One of these biotech leaders, Gilead Sciences, located in San Dimas, has developed a promising medicine for the coronavirus called Remdesivir. “Gilead is a highly ethical pharmaceutical company that does things the right way,” Dyer said. Gilead CEO Daniel O’Day pledged to donate 1.5 million doses of Remdesivir to those afflicted with COVID-19. This will enable up to 140,000 patients to receive the potentially life-saving medicine.
Graduate student Najeh Salamah, M.S. ’20, interns at Gilead, where he has logged more than 900 hours so far working on a data integrity project. He is happy to work for a company striving to find a solution to the pandemic. “The manufacturing department is working around the clock with a huge demand and need for Remdesivir, the experimental drug to treat COVID-19,” Salamah said. “Medicines help diagnose and cure illnesses, which enable us to live a safer and better life. Because of continuous mutations of viruses, we need to have tangible technological advancements in order to keep up with epidemics and pandemics. The coronavirus exemplifies this acute need.”

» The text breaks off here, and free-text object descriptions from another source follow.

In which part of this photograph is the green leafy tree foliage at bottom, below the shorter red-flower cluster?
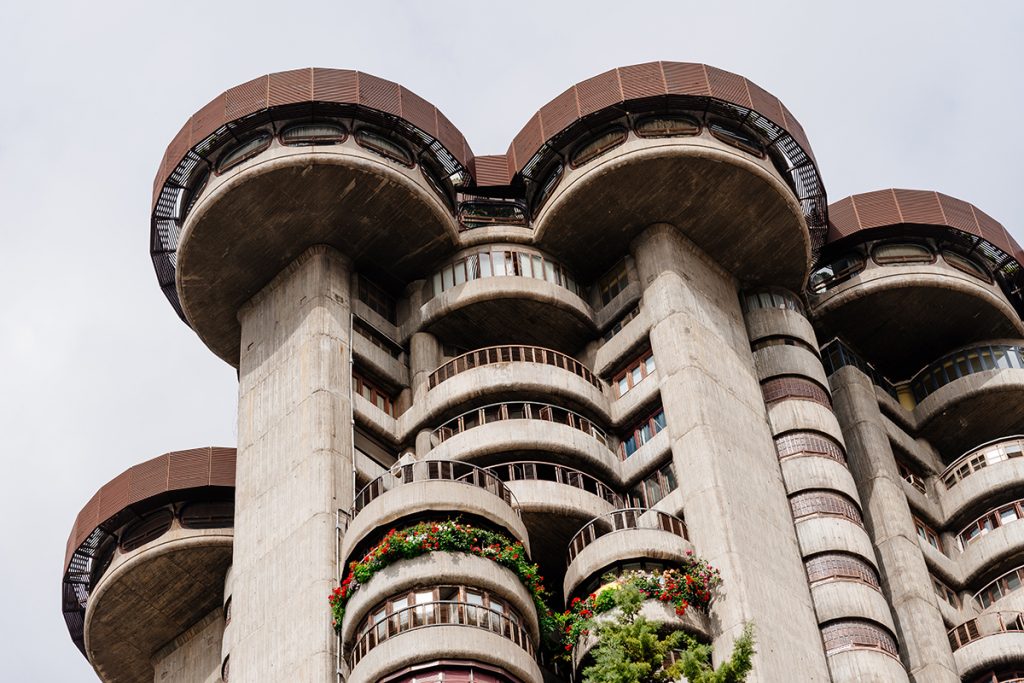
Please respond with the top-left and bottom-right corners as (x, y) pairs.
(583, 585), (754, 683)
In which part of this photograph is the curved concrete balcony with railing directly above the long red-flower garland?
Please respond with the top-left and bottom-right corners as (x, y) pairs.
(341, 460), (529, 569)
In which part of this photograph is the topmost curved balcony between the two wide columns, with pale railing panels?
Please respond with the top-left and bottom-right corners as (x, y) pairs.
(420, 245), (597, 350)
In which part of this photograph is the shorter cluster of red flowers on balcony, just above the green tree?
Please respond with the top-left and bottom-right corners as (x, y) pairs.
(557, 550), (722, 652)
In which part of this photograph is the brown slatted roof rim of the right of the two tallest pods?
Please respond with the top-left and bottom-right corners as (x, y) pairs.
(506, 61), (817, 174)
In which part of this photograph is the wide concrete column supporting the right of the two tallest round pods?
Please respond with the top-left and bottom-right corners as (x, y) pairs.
(632, 224), (829, 683)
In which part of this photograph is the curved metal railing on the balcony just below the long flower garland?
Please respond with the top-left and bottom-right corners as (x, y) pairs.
(350, 600), (535, 667)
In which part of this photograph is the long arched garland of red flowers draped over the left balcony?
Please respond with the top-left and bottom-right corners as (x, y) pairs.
(329, 519), (557, 632)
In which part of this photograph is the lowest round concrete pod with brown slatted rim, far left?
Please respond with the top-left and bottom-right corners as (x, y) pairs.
(61, 447), (234, 680)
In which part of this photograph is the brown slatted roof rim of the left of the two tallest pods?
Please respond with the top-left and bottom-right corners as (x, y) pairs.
(153, 67), (473, 208)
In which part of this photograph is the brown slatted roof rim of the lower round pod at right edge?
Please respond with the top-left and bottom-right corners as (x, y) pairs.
(826, 188), (1024, 263)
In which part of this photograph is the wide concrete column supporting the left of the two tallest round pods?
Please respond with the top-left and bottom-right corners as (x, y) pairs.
(227, 247), (352, 683)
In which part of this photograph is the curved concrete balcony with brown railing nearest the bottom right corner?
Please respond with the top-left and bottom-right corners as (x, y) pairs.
(947, 611), (1024, 677)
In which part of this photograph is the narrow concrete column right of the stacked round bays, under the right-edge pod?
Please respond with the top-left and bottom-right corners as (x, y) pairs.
(829, 367), (961, 683)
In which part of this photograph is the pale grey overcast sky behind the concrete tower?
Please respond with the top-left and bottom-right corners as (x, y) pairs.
(0, 0), (1024, 682)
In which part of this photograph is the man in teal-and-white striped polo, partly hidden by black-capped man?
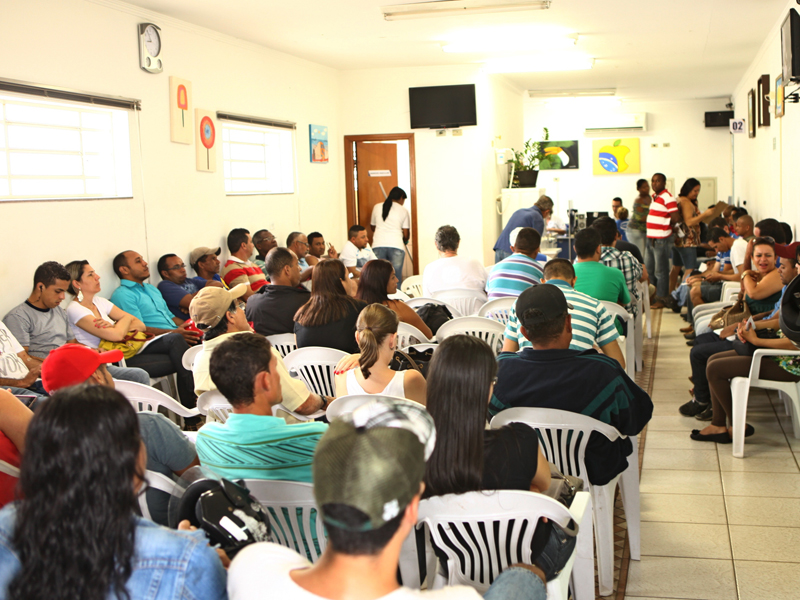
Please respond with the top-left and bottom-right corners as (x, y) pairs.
(503, 258), (625, 369)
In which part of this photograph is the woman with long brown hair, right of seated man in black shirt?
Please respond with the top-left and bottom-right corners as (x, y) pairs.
(294, 259), (367, 354)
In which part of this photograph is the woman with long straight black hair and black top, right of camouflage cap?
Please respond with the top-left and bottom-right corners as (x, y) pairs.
(424, 335), (550, 497)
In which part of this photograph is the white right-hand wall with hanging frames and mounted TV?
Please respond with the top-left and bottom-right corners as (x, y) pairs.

Several APU biotechnology students work at Grifols, another industry leader. Grifols is currently working on a medicine called Anti-Coronavirus Hyperimmune Globulin, made from the plasma of COVID-19 survivors. The drug contains the antibodies of patients who beat the coronavirus and may help others fight the virus if they become infected. Graduate student Helke Criado, M.S. ’20, interned at Grifols for seven months before securing a full-time position. Prior to Grifols, Criado worked as a clinical laboratory scientist for six years, but chose to make a change. “I decided to transition to the biotech field and found APU’s program. It was the best move I’ve made in my career,” she said.
Criado selected APU because of the program’s success with placing students and graduates in jobs. According to Dyer, the biotechnology industry experiences up to a 40-50 percent employee attrition rate in new hires. “It’s expensive for businesses to hire and train new people. If they move on within a year or so, the enterprise loses that investment,” he said. “At APU, we also focus on the business side of biotechnology, including project management and regulatory affairs. This way, our students are more prepared and well-rounded and companies don’t have nearly as much turnover. Our industry partners love our students.”
According to Dyer, 92 percent of APU’s biotech students get hired immediately after graduation. Many students, like Criado, are hired at the companies where they intern. He believes that Gilead, Grifols, and other pharmaceutical companies also choose APU students because of their strong moral character. Biotechnology professionals often face ethical situations in the development of new drugs and treatments.
“Gilead and other leading industry partners are interested in partnering with APU to create groundbreaking ethical training for the entire industry,” Dyer said.